The Saudi defence forces can run a decent internal security operation by most accounts, but actually fighting a war without the backing of its major power patrons and their hordes of well paid technical personnel, maintainers, trainers, and logistic officers would result in a rapid Saudi defeat.
Saudi Arabia gets away with having a showpiece military because it has the backing of the US and UK, and is important to major oil consuming nations such as China, India, and Japan. Saudi Arabia’s ability to provide vast quantities of oil and hundreds of billions in investment is important to global stability so these great powers support Saudi Arabia, not undermine it.
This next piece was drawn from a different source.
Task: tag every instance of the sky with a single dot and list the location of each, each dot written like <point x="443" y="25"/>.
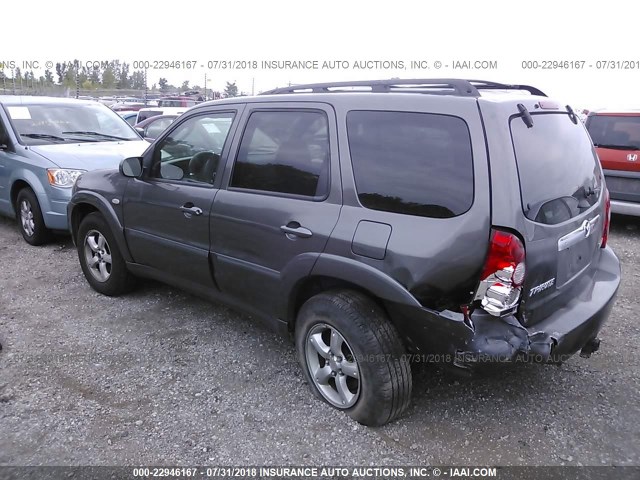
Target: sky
<point x="233" y="41"/>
As long as the Saudis can supply oil and financial inflows this state of affairs will continue for Saudi Arabia.
As far as a fight against the Indian military the Saudis would be defeated in short order. The Saudi navy would hardly last more than a single battle against India’s carrier battle groups, experienced submariners—including nuclear attack subs, and long range cruise missile and aviation strike assets.
The Saudi air force would be similarly taken apart. The IAF is an experienced and powerful force of more than 120,000 personnel and 1700+ aircraft. The low level of Saudi training would see India’s long range SU-30’s air dominance fighters and Mirage and Jaguar strike aircraft use the Saudi machines and airbases as target practice.
At this point, with the Saudi navy and air force all but annihilated India might show mercy and call off any further engagements against the outclassed Saudis in return for an apology and absolute loads of cash and oil as compensation.
India would refrain from vaporizing Saudi oil wells and military targets using its formidable nuclear arsenal of some 120-160+ weapons, as that would violate its NFU (No First Use) policy, and would just be seen as cruel and needless against a minor Gulf power.
India’s powerful and battle tested ground forces, some 1,220,000 strong, would probably play no part as the Saudi’s would have very sensibly accepted an Indian offer of a ceasefire after having their navy and air force destroyed.
The only real chance the Saudis would have of inflicting any sort of damage to Indian military units would be to use mercenary forces, and perhaps it’s national guard type forces, which are reportedly much better led and more capable than Saudi army forces. Saudi Arabia reportedly has arrangements with Pakistan to supply several brigades of army personnel along with air force pilots if the Saudi’s find themselves in extreme danger.
The Pakistanis are well trained and are known as good fliers and formidable ground fighters, but they would be of no help to the Saudis. The entire Pakistani armed forces are needed to defend themselves just for a week or two of all out combat against India, so Pakistan would not foolishly risk sending army brigades or pilots to kill Indian military personnel in Saudi Arabia, thereby providing ‘casus belli’ to India for an attack on them and beginning the very war they don’t want to fight. Saudi Arabia would be alone in this hypothetical matchup.
So the verdict in a full scale war is that Saudi Arabia, barring an intervention by the US, or perhaps Russian or Chinese forces willing to engage in a full spectrum great power conflict with India, will be quickly dismantled by India’s military forces.
But, in the real world, the Saudi’s are courting Prime Minister Modi and promising increased oil shipments to cushion the shock of Iranian oil being taken off the market, and are looking to invest in India’s booming economy. India, as a major oil consumer, provider of massive amounts of skilled labor, and an increasingly active and assertive great power, is becoming a critical partner to Saudi Arabia, a state wisely looking to the future and to partnering up with the new great powers looming on the horizon.